Si inasprisce la trade war Usa–Cina. Il primo produttore di microprocessori della Cina, Semiconductor Manufacturing International Corp (Smic), ha chiuso a picco sulla Borsa di Hong Kong, con un meno 22,88% a 18,24 dollari locali dopo che le autorità Usa hanno annunciato di aver messo la società nel mirino con l’accusa di collaborare con l’Esercito cinese.
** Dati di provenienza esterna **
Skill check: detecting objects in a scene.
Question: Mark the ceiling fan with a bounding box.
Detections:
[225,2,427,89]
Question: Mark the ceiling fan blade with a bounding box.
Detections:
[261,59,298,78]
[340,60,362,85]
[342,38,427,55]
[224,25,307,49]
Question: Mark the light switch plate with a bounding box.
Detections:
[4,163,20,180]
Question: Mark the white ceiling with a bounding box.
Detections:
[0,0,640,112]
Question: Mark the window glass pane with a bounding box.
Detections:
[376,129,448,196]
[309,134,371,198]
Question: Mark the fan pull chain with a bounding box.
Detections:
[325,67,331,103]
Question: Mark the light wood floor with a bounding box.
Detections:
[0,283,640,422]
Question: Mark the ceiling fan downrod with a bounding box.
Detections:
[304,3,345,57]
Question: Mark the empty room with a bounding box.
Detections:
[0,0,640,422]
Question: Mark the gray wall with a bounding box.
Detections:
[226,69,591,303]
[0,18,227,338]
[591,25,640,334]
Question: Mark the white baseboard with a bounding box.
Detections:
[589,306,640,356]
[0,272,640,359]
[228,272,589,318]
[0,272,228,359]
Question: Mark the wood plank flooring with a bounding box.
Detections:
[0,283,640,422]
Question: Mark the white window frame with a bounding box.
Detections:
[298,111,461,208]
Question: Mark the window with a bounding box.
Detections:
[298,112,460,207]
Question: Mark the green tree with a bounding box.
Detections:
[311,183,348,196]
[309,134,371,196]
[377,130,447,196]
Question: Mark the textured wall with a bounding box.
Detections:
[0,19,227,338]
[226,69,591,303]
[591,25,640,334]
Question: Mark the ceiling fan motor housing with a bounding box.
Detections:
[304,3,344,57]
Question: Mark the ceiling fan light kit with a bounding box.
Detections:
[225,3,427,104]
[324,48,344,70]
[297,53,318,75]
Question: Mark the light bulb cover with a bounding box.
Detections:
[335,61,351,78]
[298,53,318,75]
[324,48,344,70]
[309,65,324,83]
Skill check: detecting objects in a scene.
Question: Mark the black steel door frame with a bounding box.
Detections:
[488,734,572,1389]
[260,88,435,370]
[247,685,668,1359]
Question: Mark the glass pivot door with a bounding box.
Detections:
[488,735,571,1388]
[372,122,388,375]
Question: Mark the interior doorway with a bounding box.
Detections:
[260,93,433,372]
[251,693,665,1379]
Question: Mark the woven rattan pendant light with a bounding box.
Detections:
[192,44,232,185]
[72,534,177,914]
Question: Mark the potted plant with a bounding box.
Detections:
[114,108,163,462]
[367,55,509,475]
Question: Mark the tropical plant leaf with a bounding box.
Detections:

Il chipmaker potrebbe così finire nella lista nera (Entity List) dei gruppi con cui ogni scambio di beni deve essere oggetto di valutazioni e possibili preclusioni.
Una misura simile potrebbe compromettere le capacità produttive di sviluppo e produzione di Smic, proprio mentre a causa delle tensioni commerciali con gli Usa la Cina punta a potenziare le sue capacità produttive di semiconduttori e la sua autonomia sul settore.
La risposta di Pechino non è fatta attendere. Zhao Lijian, portavoce del ministero degli Esteri cinese, ha inviato gli Stati Uniti a non generalizzare il concetto di sicurezza nazionale a danno delle società straniere. “La Cina ha ripetutamente affermato la sua posizione solenne sulla repressione delle società cinesi da parte degli Stati Uniti – ha spiegato – Per un periodo di tempo gli Stati Uniti hanno generalizzato il concetto di sicurezza nazionale, abusato del potere nazionale e imposto varie misure restrittive alle aziende cinesi senza alcuna prova reale. Questo è davvero un atto egemonico e la Cina si oppone fermamente”.
Smic ha commentato la notizia esprimendo sconcerto e negando rapporti con l’Esercito cinese: “L’azienda produce semiconduttori e fornisce servizi esclusivamente per utenti finali civili e commerciali – evidenzia una nota – Non abbiamo alcun rapporto con l’Esercito cinese. Qualsiasi ipotesi sui legami della società con l’Esercito cinese è un’affermazione non vera ed è una falsa accusa. La mossa degli Stati Uniti è contraria all’economia di mercato e ai principi di concorrenza leale che gli Stati Uniti hanno sempre promosso. Non solo viola le regole del commercio internazionale e distrugge la catena industriale globale, ma danneggia anche gli interessi nazionali e l’immagine degli Stati Uniti”.